The Court of Justice of the European Union (the CJEU) has ruled that the hiring out of motor vehicles equipped with radio receivers does not constitute a communication to the public.
Rental companies are therefore not required to obtain copyright licences just so that they can hire out cars fitted with radio receivers.
In 2018, the Swedish Collective Management Organisation (Föreningen Svenska Tonsättares Internationella Musikbyrå or Stim) and the Swedish Artists’ and Musicians’ Interest Organisation (Svenska artisters och musikers intresseorganisation or SAMI), two major copyright collectives in Sweden, brought two separate disputes against two companies that operate in the automobile renting industry, Fleetmanager and Nordisk Biluthyrning (NB).
The car rental companies had each previously entered into agreements where, in exchange for yearly fees, the copyright collectives licensed the companies to communicate to the public the musical works in which they hold exclusive rights.

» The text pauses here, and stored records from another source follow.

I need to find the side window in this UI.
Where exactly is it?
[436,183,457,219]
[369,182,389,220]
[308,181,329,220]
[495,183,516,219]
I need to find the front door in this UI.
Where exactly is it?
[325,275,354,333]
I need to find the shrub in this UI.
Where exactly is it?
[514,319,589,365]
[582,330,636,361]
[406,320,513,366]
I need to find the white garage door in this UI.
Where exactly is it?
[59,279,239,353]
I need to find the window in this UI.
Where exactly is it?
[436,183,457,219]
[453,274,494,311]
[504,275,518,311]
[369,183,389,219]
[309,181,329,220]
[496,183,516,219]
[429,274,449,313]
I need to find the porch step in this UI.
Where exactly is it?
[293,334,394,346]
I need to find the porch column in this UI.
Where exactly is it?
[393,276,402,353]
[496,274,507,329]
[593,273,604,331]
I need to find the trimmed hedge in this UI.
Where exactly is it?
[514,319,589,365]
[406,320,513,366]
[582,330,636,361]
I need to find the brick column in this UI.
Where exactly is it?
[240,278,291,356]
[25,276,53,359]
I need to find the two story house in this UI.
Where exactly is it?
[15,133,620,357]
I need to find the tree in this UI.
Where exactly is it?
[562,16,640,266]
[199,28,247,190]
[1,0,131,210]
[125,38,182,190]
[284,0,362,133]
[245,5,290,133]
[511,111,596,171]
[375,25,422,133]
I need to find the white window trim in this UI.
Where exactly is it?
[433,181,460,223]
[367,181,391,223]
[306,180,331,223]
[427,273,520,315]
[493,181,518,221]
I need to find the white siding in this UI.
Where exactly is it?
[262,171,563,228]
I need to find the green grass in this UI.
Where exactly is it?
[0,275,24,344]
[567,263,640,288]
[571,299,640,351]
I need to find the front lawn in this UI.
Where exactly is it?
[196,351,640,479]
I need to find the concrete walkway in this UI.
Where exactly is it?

The agreements were terminated at the end of 2014, but there was no change in the practices of Fleetmanager and NB. Stim and SAMI sought compensation for copyright infringement for the period after termination of the licences.
In late 2018, the Swedish Supreme Court stayed both sets of proceedings and requested the CJEU to clarify whether the hiring out of motor vehicles equipped with radio receivers constitutes a communication to the public within the meaning of article 3(1) of directive 2001/29/EC (the InfoSoc directive) and article 8(2) of directive 2006/115/EC (the rental rights directive).
In January 2020, Advocate General Szpunar provided his Opinion to the CJEU on the matter, opining that car rental companies who limit themselves to supplying their customers with vehicles equipped by their manufacturers with radio receivers are not ‘users’ that provide a communication to the public.
He advised that, when assessing whether 'there is a transfer to the public', emphasis must be placed on 'the crucial role of the user in the deliberate act of giving the public access to a protected work' in light of the CJEU’s decision in Stichting Brein (C‑527/15).
He added that: 'in order to constitute a transfer to the public, the user's action must necessarily refer to the protected articles themselves, that is, the content of the transfer', concluding that the role of car rental companies is to provide cars and, as such, they do not directly intervene when protected works are being communicated through the radio receivers.
The CJEU's judgment
The judgment (Stim and SAMI (C-753/18)), which was not available in English at the date of writing, follows the Opinion of Advocate General Szpunar.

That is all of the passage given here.